By Elizaveta Gladun and Octav Ganea
BUCHAREST (Reuters) – Many young Romanians are again scrolling through video-sharing platform TikTok for guidance on how to vote in Sunday’s rerun of a presidential election annulled over allegations of Russian meddling via suspicious TikTok accounts.
With around 9 million TikTok users, the nation of 19 million people experienced a surge in such accounts last year during a campaign that eventually led to the annulment of the Nov. 24 election. Moscow has denied the allegations of manipulation.
In the first round of that cancelled election on Nov. 24, far-right candidate Calin Georgescu, who had been polling in single digits before the ballot, rose into first place amid an explosion of content on TikTok that favoured him.
Now, George Simion, leader of the radical right Alliance for Uniting Romanians (AUR), tops the presidential candidate list with 1.3 million followers on TikTok. Lagging far behind with about 233,600 followers is Victor Ponta, a former leftist prime minister whose politics have turned ultranationalist. The remaining, centrist candidates have even fewer followers.
The 38-year-old Simion’s TikTok films combine nationalist rhetoric with an emotionally charged delivery and often use direct-to-camera speeches, footage from political gatherings and behind-the-scenes clips to hone a sense of personal connection.
“The time for rebirth has come,” he told followers in a video posted on Tuesday. “Our nation will find its way again … We have within us the power to be reborn and to move forward, more united and stronger.”
Remus Stefureac, chief executive of INSCOP Research, said all the presidential candidates now appreciated the pivotal role of social media in campaigning.
“If we analyse our presidential campaign…, we can say that each and every one of the relevant candidates tried to build strong operations online and on social media, so they invested a lot of their resources in this type of campaign,” he said.
YOUNG AUDIENCE
TikTok’s Romanian audience is predominantly young: 64.6% are aged 18–24 and 33.7% are aged 25–34, according to Start.io, a mobile advertising platform that analyses app-based user data.
Young people interviewed by Reuters in downtown Bucharest this week said they obtained information from various online sources, among them TikTok.
Andrei, an engineer who declined to give his full name, said he trusted what he saw on TikTok to a limited extent, though news media sites seemed more credible. He said around a third of people he knew based their political decisions on TikTok material.

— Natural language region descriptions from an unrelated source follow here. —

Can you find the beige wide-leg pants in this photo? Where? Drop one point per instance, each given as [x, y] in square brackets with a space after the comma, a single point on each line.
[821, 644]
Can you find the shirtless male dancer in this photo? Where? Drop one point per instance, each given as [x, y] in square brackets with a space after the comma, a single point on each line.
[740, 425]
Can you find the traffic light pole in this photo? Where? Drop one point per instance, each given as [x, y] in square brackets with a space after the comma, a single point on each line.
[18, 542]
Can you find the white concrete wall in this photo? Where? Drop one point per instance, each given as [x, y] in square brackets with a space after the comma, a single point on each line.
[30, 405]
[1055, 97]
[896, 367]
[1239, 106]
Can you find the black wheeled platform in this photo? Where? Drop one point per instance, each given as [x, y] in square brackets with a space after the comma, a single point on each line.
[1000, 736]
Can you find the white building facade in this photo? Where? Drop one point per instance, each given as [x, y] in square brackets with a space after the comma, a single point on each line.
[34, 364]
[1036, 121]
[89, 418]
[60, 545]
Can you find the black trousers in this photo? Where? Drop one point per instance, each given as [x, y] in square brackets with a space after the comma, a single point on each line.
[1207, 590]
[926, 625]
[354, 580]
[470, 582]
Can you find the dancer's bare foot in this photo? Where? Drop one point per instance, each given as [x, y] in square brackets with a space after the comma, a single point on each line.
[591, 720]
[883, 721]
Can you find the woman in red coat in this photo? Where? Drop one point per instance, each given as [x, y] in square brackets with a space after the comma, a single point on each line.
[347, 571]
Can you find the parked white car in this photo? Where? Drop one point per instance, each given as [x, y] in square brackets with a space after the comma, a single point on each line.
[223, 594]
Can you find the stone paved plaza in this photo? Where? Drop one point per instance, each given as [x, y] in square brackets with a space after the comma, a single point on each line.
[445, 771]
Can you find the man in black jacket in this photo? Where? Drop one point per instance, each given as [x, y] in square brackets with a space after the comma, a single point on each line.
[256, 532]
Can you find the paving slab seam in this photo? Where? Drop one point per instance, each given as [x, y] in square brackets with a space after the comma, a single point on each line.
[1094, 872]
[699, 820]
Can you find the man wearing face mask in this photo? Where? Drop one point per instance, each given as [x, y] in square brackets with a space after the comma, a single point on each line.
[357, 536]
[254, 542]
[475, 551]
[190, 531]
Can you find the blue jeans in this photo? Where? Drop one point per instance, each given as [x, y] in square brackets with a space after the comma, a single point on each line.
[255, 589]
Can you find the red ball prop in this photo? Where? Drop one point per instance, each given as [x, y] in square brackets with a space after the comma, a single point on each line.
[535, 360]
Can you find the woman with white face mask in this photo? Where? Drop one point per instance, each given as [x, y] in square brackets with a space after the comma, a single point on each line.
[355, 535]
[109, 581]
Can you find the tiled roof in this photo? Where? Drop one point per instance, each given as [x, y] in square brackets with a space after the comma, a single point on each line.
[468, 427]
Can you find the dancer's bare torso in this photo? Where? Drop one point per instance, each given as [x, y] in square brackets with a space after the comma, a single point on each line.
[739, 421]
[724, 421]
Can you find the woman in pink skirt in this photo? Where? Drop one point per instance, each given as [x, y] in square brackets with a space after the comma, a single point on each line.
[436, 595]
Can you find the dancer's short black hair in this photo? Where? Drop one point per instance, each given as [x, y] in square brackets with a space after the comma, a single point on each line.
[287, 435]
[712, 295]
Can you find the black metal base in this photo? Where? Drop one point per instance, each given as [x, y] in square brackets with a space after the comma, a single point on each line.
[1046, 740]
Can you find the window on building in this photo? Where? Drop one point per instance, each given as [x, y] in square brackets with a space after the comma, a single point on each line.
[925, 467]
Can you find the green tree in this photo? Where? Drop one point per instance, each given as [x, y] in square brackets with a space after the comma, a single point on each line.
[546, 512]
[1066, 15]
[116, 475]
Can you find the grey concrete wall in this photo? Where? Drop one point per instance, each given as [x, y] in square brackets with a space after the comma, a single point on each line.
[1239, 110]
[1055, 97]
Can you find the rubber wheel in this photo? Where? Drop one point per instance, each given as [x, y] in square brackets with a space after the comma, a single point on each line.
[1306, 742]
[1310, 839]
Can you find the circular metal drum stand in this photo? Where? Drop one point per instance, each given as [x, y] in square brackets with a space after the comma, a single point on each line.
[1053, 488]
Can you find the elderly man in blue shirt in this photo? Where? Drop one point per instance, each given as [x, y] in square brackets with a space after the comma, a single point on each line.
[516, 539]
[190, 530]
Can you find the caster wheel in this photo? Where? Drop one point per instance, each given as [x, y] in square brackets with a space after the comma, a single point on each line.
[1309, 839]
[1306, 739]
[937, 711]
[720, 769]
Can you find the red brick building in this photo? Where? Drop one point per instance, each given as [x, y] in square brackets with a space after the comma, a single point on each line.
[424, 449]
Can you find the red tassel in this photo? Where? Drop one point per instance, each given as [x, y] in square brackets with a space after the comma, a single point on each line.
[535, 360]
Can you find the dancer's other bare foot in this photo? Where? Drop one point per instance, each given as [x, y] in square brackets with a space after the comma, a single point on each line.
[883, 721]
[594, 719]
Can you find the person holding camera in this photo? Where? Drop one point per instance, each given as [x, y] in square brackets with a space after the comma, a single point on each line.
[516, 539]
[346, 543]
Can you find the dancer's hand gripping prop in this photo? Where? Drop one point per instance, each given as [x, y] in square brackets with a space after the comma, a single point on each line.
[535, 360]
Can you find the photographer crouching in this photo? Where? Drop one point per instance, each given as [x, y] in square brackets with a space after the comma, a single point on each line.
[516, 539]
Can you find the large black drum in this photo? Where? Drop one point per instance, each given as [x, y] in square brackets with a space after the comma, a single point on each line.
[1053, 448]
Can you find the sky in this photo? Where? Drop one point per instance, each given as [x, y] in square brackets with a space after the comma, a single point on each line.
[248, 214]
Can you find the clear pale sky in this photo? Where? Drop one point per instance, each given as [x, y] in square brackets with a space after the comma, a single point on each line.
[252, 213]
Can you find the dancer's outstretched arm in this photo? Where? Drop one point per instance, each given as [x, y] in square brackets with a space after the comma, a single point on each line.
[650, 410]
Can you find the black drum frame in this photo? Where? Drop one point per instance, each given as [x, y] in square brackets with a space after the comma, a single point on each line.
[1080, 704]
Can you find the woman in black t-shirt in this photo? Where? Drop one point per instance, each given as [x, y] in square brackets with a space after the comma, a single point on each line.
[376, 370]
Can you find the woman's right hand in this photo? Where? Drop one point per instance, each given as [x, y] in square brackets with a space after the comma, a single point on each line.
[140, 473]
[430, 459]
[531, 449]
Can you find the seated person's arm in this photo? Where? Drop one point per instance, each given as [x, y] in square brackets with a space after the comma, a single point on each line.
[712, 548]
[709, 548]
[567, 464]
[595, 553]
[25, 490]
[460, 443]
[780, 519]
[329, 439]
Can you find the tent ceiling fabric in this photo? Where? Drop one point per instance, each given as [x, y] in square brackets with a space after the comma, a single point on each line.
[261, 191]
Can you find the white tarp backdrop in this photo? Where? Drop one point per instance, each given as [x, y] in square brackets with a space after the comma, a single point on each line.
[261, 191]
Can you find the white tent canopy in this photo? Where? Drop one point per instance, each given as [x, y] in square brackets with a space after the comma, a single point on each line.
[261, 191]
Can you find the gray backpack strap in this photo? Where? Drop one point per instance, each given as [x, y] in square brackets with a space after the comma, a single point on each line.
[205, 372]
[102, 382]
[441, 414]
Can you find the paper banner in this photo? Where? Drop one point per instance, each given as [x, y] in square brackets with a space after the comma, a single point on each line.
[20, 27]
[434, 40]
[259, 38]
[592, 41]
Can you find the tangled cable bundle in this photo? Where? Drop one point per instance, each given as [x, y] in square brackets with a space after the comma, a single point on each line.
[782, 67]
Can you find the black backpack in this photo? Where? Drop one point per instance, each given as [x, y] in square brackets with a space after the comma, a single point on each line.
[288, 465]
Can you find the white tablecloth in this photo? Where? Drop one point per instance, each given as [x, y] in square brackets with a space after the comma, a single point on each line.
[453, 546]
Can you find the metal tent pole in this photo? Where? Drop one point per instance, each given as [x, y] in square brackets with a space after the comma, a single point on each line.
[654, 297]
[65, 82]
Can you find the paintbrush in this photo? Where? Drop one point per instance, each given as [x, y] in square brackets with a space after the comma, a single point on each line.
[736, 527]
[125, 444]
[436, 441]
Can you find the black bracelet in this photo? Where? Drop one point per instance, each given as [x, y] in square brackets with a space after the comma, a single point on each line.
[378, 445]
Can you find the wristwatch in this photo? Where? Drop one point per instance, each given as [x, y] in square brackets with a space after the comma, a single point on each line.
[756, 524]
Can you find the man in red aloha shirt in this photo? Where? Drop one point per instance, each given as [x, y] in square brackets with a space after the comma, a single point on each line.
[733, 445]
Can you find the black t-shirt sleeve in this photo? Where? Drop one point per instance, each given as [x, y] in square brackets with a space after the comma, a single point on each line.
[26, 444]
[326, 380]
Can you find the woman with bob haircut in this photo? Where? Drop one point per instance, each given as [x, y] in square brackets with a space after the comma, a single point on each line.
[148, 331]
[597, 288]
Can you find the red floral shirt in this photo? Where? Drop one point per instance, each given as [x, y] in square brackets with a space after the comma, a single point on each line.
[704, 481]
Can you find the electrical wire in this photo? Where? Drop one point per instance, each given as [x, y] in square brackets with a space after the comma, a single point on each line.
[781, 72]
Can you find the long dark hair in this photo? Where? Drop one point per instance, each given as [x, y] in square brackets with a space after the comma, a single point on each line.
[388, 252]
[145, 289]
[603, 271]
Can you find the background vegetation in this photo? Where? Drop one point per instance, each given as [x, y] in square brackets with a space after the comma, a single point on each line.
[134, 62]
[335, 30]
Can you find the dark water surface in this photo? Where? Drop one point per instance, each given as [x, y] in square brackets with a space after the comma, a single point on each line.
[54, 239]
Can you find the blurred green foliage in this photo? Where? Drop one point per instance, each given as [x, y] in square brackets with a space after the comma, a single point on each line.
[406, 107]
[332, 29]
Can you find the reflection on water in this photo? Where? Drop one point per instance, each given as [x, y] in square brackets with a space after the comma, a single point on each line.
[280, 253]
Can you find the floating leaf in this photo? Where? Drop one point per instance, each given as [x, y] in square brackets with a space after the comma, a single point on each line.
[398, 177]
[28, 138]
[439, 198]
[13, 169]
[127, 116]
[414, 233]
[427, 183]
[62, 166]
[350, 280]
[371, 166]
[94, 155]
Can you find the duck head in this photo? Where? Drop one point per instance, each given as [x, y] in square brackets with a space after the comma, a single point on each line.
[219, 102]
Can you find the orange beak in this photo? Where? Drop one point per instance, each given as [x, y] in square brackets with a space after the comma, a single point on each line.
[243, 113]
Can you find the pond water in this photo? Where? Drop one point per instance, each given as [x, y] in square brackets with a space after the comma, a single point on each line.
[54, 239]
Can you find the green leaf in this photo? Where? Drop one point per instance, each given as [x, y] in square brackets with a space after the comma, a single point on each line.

Andreea, a student who also withheld her full name, said she was influenced politically largely by TikTok videos. She had watched many TikTok political videos and they had helped her feel closer to the lives of candidates.
TikTok says it has formed a task force to ensure effective moderation of content and has launched a media literacy campaign to help users spot disinformation. In January, the company said it had blocked more than 116,000 spam accounts from being created in Romania during the second half of December.
It also said in a recent report that during the second half of 2024 it had removed over 27,000 accounts operated via a “fake engagement vendor” that had promoted the AUR and Georgescu.
Romania’s government has ordered that campaign materials on social media be clearly labelled as such, while local media said the Central Electoral Bureau had ordered the removal of over 500 unverified or mislabelled posts.
In the wake of the annulled election, the European Commission opened formal proceedings against TikTok over its suspected failure to limit interference in the vote.
Stefureac said Romania’s experience from 2024 should serve as a lesson for the future of democracy worldwide – “that we cannot take our democracies for granted and we need to find ways to better control and moderate how political and electoral communication is managed through social media”.